This is an odd job, you know. Somedays working in the Newsroom you get across the wires the strangest stories. As the saying goes: there's now't so queer as folk.
But sometimes it takes a strong-willed hack to spy out the urban myths from the urban jungle.
One story that has been doing the rounds for many a month, now, but still seems to be losing no momentum in pub gossip, is that of the dwarf-eating hippo. The gist of the story is as follows (as reported in the Pattaya post in Thailand who - to paraphrase - reported this.):
"A hippopotamus has swallowed a dwarf in a circus accident in northern Thailand. "A dwarf, nicknamed Od, died when he bounced sideways from a trampoline and was swallowed by a yawning hippopotamus, which was waiting to appear in the next act," the Pattaya Mail reported. "Vets on the scene said Hilda the Hippo had a gag reflex which automatically caused her to swallow." The vets said it was the first time the hefty vegetarian had ever eaten a circus performer. "Unfortunately, the 1000 plus spectators continued to applaud wildly until common sense dictated there had been a tragic mistake."

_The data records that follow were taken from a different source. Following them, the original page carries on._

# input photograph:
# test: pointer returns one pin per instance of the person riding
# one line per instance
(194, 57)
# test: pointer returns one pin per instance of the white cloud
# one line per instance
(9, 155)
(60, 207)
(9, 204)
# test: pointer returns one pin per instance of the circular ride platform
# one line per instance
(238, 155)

By all accounts, a one-in-a-million freak accident. That is until you realise that the story has also muted into pieces that say the dwarf in question was called Franz Dasch and lived in Austria, or was known as Bruno, the Bulgarian Dwarf, or even, happened to 42 of them in Cambodia. There's even a book and a band after the event.

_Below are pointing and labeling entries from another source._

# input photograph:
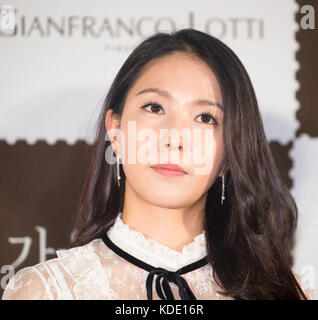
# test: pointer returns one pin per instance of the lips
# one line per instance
(169, 169)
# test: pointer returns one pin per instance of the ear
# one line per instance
(112, 121)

The worry is this. In a digital age, where journalists are increasingly having to beat the 'citizen reporter' to a story, it is very, very easy for us to run with a story that looks on the surface alot more credible than a hippo-eating dwarf, and one that we have heard from a number of 'net sources, but one that turns out to be absolutely rubbish.
All in all - if there is one thing worth learning about urban myths. Is that is teaches us all a lesson on the why-s and where-s of good reporting.